CourtU.S. Court of Appeals — Tenth Circuit

John E. Curran, of Tulsa, Okl. (Morris L. Bradford, of Tulsa, Okl., and A. M. Hoenny, of St. Louis, Mo., on the brief), for appellants.

Walter D. Hanson, of Oklahoma City, Okl. (F. A. Rittenhouse, of Oklahoma City, Okl., on the brief), for appellee.

Before PHILLIPS, BRATTON, and HUXMAN, Circuit Judges.

HUXMAN, Circuit Judge.

Gulf Refining Company, a corporation,1 owns a pipeline through which it transports petroleum products for storage at its tank farm in East Henry County, Indiana. A basic substance commonly known as B. S., consisting of the impurities in crude oil, accumulates in the bottom of storage tanks and it is necessary at times that this sediment be removed.

April 8, 1938, Gulf entered into a contract with Crude Oil Contracting Company, a corporation,2 for the removal of the B.S. in eleven of its tanks on this farm.
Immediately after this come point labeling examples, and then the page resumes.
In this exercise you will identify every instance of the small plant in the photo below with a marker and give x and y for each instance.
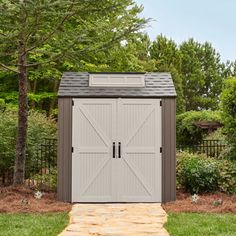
(24, 202)
(38, 194)
(217, 202)
(196, 173)
(195, 198)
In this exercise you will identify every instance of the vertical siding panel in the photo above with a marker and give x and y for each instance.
(64, 149)
(60, 151)
(168, 156)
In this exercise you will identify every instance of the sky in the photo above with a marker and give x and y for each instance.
(204, 20)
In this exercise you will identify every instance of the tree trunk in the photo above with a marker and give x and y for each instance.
(19, 171)
(52, 103)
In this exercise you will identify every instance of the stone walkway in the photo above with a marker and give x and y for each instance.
(116, 220)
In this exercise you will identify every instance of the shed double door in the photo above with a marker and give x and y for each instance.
(116, 150)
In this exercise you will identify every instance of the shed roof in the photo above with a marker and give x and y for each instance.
(76, 84)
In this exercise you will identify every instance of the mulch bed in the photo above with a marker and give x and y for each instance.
(227, 203)
(21, 199)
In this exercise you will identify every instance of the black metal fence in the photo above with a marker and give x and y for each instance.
(211, 148)
(40, 167)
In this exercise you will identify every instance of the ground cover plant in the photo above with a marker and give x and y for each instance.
(50, 224)
(20, 199)
(198, 174)
(195, 224)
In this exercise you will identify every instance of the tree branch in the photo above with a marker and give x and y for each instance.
(8, 68)
(44, 40)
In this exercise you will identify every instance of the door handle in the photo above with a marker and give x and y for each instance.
(114, 150)
(119, 150)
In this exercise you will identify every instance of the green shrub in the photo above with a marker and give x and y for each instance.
(227, 180)
(228, 104)
(187, 132)
(2, 105)
(46, 181)
(196, 173)
(39, 127)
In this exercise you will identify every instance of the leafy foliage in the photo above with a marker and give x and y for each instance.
(197, 174)
(187, 131)
(227, 179)
(39, 127)
(228, 99)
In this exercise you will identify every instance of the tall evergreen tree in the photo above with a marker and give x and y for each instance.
(35, 33)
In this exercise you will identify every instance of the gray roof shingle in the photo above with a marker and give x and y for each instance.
(74, 84)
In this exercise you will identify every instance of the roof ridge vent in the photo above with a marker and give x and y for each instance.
(117, 80)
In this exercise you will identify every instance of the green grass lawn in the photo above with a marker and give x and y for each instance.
(195, 224)
(32, 224)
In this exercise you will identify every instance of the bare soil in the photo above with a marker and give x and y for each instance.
(208, 203)
(21, 199)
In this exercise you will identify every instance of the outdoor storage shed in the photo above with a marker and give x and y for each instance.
(116, 137)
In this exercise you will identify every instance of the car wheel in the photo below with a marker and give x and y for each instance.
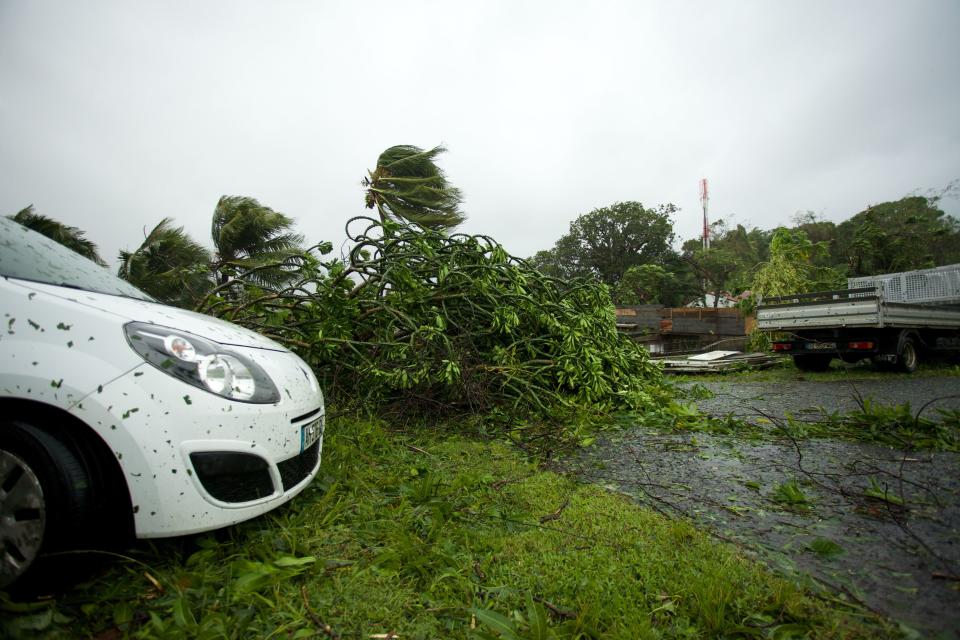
(908, 357)
(817, 362)
(44, 495)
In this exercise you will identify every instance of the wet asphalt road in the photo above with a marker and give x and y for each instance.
(803, 399)
(893, 558)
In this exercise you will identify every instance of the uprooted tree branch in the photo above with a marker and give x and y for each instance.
(428, 320)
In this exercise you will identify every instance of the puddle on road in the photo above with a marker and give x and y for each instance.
(889, 556)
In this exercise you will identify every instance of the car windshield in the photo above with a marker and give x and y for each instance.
(29, 255)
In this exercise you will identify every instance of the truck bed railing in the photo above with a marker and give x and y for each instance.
(817, 297)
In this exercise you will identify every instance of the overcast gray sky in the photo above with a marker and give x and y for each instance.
(116, 114)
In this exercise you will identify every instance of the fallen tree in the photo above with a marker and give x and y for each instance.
(430, 320)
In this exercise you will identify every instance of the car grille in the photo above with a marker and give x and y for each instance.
(295, 469)
(233, 477)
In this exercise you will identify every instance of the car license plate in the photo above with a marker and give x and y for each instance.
(310, 433)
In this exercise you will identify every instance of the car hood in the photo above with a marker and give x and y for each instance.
(131, 309)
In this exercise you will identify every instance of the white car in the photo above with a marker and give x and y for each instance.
(120, 415)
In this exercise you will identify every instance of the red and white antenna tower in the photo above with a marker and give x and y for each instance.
(705, 200)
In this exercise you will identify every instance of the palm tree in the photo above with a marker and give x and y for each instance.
(70, 237)
(407, 185)
(248, 235)
(169, 265)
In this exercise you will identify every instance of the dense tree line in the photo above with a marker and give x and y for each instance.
(415, 316)
(630, 248)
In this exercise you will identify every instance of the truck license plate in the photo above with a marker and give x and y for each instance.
(310, 433)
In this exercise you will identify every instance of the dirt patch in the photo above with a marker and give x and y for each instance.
(879, 527)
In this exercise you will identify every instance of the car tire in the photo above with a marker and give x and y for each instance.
(814, 362)
(908, 356)
(46, 497)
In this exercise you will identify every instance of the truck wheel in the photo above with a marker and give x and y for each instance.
(908, 357)
(815, 362)
(44, 494)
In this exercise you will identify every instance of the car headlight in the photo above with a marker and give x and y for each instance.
(203, 363)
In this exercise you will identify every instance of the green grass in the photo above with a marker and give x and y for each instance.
(440, 536)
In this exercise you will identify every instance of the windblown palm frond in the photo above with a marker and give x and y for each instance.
(407, 185)
(249, 235)
(169, 265)
(70, 237)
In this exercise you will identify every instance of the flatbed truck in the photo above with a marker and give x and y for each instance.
(894, 319)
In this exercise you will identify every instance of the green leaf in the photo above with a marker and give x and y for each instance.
(291, 561)
(122, 613)
(497, 623)
(182, 615)
(537, 617)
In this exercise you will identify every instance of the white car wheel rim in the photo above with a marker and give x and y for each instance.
(22, 517)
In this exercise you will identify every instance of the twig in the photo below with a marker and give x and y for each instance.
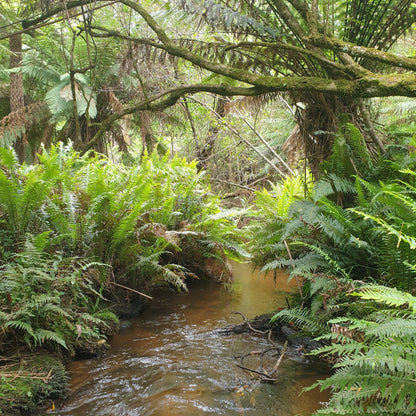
(276, 366)
(253, 371)
(132, 290)
(246, 321)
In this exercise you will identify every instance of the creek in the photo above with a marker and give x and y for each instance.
(172, 360)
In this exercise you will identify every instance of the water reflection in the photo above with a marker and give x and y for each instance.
(172, 361)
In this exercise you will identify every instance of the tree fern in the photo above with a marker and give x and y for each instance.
(377, 360)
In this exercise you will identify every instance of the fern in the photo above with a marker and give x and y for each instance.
(377, 360)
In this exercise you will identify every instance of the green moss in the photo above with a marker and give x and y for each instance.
(26, 382)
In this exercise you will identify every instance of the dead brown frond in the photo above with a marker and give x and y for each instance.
(17, 123)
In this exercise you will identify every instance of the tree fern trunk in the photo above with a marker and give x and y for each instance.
(16, 89)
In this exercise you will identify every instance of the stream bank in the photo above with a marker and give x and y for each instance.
(172, 360)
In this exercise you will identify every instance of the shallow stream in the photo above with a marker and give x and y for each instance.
(172, 360)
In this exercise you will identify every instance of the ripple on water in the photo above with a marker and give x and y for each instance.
(170, 361)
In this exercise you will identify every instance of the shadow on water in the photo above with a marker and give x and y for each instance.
(171, 361)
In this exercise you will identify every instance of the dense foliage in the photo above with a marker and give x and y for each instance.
(74, 227)
(352, 236)
(79, 230)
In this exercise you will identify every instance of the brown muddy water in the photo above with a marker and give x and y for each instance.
(172, 361)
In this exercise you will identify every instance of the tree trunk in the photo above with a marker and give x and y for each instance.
(17, 101)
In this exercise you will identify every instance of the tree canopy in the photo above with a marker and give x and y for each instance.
(326, 54)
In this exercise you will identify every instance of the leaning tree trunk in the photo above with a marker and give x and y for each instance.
(17, 102)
The contract provided that Gulf was to sell to Crude, for a stated consideration, approximately 125,983.76 barrels of tank bottoms in these eleven tanks. Crude was to remove the B.S., clean all the tanks, and remove all the inflammable material therefrom. The storage tanks were 117 feet in diameter and were surrounded by an earthen wall six feet high and 340 feet in diameter.

Gasoline in crude oil stored in tanks continues to vaporize. The gaseous vapors escape through a valve in the top of the tank and during normal conditions dissipate in the air, but when atmospheric conditions are unfavorable the escaping gas settles and spreads out along the ground. It is to prevent this and to retain the gas within the fire wall until it may escape into the air that the fire wall was constructed.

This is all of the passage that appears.